Aux États-Unis, le sport est très important. Certains champions nationaux sont internationalisés comme Mohammed Ali, Tiger Woods, Michael Jordan. En ce qui concerne les compétitions internationales, les Jeux Olympiques sont toujours dominés par les États-Unis qui cumulent 2633 médailles olympiques (1175 en or) contre 1010 pour son dauphin chinois. Enfin, des sports ou événements sont mythiques aux États-Unis : le Superbowl est chaque année suivi par des millions de téléspectateurs dans le monde (100 millions pour l’édition 2021), la NBA demeure la ligue nationale référence pour le Basket-Ball, ou encore les nombreux marathons (New-York, Boston) sont courtisés par les coureurs du monde entier

Le droit : un axe majeur de la puissance américaine

Le droit, l’arme fatale des états-Unis

Les Américains se dotent de nombreuses lois commerciales, visant à identifier et à sanctionner « des comportement injustes et déraisonnables des acteurs économiques rivaux des États-Unis ». Le droit apparait comme une arme redoutable pour les États-Unis, tant pour diffuser leurs valeurs que pour affaiblir les entreprises étrangères.

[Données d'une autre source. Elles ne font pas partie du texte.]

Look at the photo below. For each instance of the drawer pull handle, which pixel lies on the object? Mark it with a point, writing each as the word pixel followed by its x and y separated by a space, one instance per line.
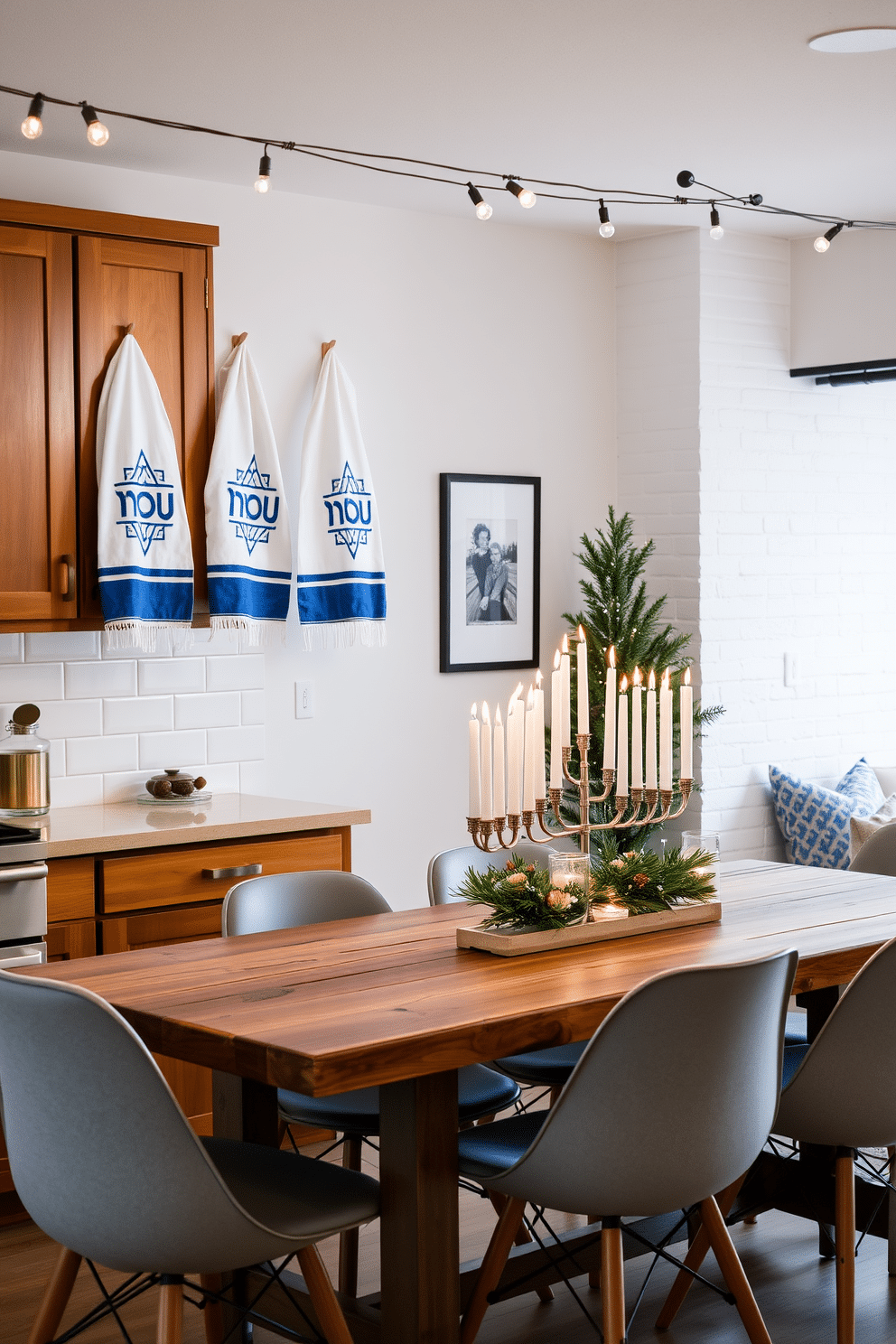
pixel 246 870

Lutte contre la corruption

Premièrement, le FCPA (Foreign Corrupt Practise Act) de 1977 : cette loi vise à condamner les actes de corruption commis par des entreprises ou personnes, américaines ou non, qui sont soit implantées aux États-Unis, soit cotées en bourse sur le territoire américain, soit cotées en bourse sur un autre marché financier mais régulé par les Américains. En 1998, le Anti-Bribery Act est instauré : le FCPA devient un principe fondamental de la Convention de l’OCDE. Ces lois ont donc toute leur légitimité et personne ne peut vraiment s’y opposer.

On peut noter des condamnations importantes comme celle de Siemens (800 millions de dollars en 2008) pour accusation de corruption en Amérique Latine et en Irak.

Lutte contre le non resect des embargos américains

La loi Helms-Burton de 1996 est fondamentale : les États-Unis réduisent considérablement les possibilités pour les entreprises mondiales de commercer avec les pays sous embargo américain : Cuba, Iran, Soudan. Tu peux retenir la condamnation du Crédit Agricole (787 millions de dollars en 2015) pour avoir violé les règles américaines d’embargo en facilitant des transactions en dollars avec le Soudan, l’Iran et Cuba.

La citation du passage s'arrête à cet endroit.